It’s Friday night. The past week of classes have been hell and you’re ready for a fun, carefree night out. You grab that brand new crop top with the lace back from Forever 21, slip on your favorite pair of skinny jeans that make your butt look great, and slide into those classic black pumps. Your friends give you the pep talk, “whew girl, you lookin’ hot,” “the boys gonna be crawlin’ when they see you walk in,” etc. You feel confident.
At the party, you have a few drinks and meet a great guy. You dance together, talk, and do the usual flirty, “let’s get to know each other” routine. However, the night ends in a dark place when this “nice guy” takes it too far. He tries to take you upstairs, and what starts off as foreplay quickly turns aggressive. He ends up forcing himself on you, but you manage to get away before it escalates anymore. You’ve just been sexually assaulted.
You’re hurt and confused. You speak out, but you’re shut down with harsh judgments: “Look at what you were wearing,” “Going out in that outfit, you were practically asking for it,” “You were inviting him into make a move,” or “You can’t give mixed signals like that.”
All too often is blaming the victim the case. Encouragements at the beginning of the night turn into criticisms of apathy the next morning. The victim takes responsibility for being assaulted, but is confused. She thought she looked great? Isn’t that what she wanted? But she didn’t think that meant being assaulted.
We say stay in pairs, watch our drinks, don’t go with a guy alone anywhere, and of course have that handy rape whistle. However, girls are still getting sexually assaulted and raped. There has to be another reason as to why guys at parties see girls as objects they can manhandle however they want. If guys are looking at us, then the next logical step is to look at the outward appearance of us girls, specifically our clothing.
The media and fashion industry tells girls what they should wear to parties, screaming “LESS IS MORE,” go ahead and wear that cut out dress with mesh and make sure it’s just short enough cover your hooh-hah, call yourself a yoga hoe or an office hoe or just plain hoe for a theme party. These are not the labels us girls want the opposite sex to view us as.

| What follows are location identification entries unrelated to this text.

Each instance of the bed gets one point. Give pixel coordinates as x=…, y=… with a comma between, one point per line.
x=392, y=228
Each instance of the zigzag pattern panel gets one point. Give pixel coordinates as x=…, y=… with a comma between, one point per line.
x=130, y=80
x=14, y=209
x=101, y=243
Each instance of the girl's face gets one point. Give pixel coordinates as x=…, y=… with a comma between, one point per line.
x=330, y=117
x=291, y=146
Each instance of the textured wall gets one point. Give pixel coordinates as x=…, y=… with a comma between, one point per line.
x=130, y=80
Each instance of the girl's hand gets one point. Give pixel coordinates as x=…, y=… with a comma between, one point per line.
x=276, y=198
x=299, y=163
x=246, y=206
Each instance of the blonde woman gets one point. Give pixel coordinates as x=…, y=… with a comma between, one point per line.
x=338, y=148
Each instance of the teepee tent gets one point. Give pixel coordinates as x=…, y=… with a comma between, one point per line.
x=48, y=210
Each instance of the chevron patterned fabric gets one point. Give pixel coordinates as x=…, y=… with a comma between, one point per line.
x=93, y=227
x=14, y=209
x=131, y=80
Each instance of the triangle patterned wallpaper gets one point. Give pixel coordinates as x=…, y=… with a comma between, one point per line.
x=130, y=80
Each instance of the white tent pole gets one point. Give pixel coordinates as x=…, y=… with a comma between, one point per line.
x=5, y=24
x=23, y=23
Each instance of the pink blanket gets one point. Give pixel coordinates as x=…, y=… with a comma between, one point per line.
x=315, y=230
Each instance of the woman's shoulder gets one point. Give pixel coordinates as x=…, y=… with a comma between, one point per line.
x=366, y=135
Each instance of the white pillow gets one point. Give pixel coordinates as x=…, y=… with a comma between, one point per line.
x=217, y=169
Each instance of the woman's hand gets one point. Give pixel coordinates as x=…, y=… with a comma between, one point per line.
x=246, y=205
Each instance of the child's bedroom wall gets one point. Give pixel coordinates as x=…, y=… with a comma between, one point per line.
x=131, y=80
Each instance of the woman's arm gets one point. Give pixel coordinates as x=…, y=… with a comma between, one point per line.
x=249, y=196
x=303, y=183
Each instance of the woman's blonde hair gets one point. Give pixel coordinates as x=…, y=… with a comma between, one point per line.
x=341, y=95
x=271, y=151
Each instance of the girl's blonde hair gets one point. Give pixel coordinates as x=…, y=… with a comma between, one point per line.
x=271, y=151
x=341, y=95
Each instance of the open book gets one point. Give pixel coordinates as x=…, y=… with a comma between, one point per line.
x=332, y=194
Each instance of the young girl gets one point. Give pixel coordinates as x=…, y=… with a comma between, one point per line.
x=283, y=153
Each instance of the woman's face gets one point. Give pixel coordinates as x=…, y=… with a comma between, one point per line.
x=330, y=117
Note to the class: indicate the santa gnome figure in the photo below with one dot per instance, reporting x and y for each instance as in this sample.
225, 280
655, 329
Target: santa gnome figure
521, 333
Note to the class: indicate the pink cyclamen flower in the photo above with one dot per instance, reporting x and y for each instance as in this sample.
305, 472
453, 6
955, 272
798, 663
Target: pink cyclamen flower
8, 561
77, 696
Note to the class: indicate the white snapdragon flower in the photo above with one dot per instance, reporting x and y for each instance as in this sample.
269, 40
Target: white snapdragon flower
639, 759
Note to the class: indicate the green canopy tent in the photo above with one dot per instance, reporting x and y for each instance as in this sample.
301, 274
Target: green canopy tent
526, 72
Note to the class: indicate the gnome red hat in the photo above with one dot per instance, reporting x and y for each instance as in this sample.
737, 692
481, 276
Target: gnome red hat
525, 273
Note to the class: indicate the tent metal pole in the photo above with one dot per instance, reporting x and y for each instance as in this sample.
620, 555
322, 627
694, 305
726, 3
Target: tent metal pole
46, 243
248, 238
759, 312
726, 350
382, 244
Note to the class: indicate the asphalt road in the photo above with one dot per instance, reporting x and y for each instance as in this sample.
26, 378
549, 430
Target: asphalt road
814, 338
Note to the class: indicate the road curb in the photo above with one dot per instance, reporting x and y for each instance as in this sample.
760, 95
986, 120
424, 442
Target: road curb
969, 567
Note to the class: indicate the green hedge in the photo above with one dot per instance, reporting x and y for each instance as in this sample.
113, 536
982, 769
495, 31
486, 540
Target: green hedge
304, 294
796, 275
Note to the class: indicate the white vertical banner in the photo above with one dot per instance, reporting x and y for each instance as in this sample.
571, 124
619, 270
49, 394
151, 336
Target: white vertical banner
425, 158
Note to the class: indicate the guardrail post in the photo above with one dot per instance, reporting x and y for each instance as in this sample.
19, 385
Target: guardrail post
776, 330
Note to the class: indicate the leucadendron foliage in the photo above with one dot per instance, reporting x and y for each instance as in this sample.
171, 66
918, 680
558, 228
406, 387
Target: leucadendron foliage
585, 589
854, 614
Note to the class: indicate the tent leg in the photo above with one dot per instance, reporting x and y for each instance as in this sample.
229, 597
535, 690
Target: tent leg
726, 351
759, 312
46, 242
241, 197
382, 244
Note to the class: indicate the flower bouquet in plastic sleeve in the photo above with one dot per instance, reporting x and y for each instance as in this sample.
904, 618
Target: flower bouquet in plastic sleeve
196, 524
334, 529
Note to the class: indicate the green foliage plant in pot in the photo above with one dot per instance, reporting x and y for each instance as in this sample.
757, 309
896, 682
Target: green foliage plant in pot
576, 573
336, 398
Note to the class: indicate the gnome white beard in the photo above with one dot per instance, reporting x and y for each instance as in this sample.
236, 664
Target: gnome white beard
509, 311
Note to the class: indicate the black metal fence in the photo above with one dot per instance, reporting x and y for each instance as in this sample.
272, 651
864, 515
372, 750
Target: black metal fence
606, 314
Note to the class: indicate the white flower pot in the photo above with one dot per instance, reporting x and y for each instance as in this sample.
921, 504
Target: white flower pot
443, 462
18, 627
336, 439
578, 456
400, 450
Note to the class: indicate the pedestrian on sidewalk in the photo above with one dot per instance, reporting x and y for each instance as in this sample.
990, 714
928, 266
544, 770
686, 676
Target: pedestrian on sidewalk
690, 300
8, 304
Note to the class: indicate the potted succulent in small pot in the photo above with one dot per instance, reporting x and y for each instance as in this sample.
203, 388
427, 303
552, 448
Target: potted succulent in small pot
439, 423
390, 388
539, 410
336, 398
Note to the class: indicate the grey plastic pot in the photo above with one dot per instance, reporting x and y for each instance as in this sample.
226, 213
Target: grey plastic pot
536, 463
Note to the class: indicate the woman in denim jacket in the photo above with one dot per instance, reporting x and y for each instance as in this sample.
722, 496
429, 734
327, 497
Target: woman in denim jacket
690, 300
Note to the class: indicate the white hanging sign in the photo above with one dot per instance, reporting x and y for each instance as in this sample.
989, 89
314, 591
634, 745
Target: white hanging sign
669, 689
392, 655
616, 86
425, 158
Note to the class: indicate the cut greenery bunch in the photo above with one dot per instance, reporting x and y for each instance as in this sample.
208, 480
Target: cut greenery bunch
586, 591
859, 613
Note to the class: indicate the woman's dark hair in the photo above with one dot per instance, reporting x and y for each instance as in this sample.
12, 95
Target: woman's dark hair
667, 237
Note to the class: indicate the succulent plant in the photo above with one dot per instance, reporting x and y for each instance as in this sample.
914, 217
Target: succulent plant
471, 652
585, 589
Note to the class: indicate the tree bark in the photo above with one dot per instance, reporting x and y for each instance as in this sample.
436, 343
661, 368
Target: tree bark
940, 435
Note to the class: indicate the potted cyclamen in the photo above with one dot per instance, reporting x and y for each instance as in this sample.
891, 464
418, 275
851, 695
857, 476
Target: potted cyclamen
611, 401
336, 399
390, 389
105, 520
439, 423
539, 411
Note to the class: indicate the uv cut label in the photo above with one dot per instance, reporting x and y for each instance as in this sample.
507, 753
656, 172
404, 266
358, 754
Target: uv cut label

It seems for “night out on the town” clothing, fashion has told us it’s less and less like actual clothing and more like lingerie, which tells guys that we want to have sex. I mean lingerie is supposed to be used as type of foreplay. Maybe you do want to have sex and that’s why you’re wearing it, but it should be a choice made between two people, not something forced on you because of a piece of fabric you put on.
If it’s our bodies that are the main issue, then why don’t we question what we’re told to put on them? We’re being told that our bodies are to be used to attract men and more importantly, men are being told that women are objects, so won’t guys deem it acceptable to treat us as such?
Us girls, especially at this age, look at life with eyes wide open. We want to be loved and accepted. And if someone is telling us wear this, do and say this and you will be noticed and accepted, we’re going to do it. If a party is themed and tells you to look like a hoe or slut or whatever other degrading name they want to call you, you’re going to do it because it’s the theme and if you don’t participate, people are going to think you’re some type of outcast.
When it comes down to it, it’s not our fault. It’s not like we wake up thinking I want to dress like a slut or a whore. We don’t think “hey I’m going to wear this body-con dress so a guy tries to have sex with me against my will.” We may put on these clothes, but only because we are told that this is fashion, this is what will get us noticed, this is what tells others we are acceptable and trendy. We are told this through media and the fashion industry.
At the end of the day, people have the ultimate choice of what they put on their bodies, and in no way should people who commit these crimes of rape or sexual assault be excused. They should be punished and questioned as to why they think it is acceptable to shrink women down to vessels for their own sexual enjoyment. But maybe a part of the answer to this question is the influence of the media and fashion on all people with their ads exploiting women’s bodies and saying, “if a woman is wearing this, she wants to have sex with you.” Men with deep issues, the men who attack innocent girls, are taking these messages literally and might be thinking what they are doing is acceptable. It is, however, never acceptable.
This may not be the end all-cure all, as a matter of fact I’m sure it’s not. Women get assaulted and raped in broad daylight or just walking home with jeans and t-shirt. But maybe it’s a place to start a conversation between young people about sexual assault and rape in the party scene and where it might all stem from. Maybe it comes from the media and fashion industries telling us the way to party is to party with barely anything on. In all seriousness, I have a killer dance party in my kitchen with sweats and an oversized t-shirt on. Why can’t that be acceptable at parties?
So next time you’re going throw on those cut-off shorts that show the weird bottom butt cleavage and you get the catcalls or pervy looks, think who is telling me what to wear again? Do I want to conform to being valued by the media’s body standards or by something deeper?
We are not objects. We are women. We are strong human beings who think for ourselves. We are in control of what we wear even if it means not wearing the super trendy clothes. We just have to remember that we make the choice. The choice to recognize the ridiculousness of fashion trends telling us to exploit our bodies, and say, in the words of Fat Amy, “eh, bettah not.”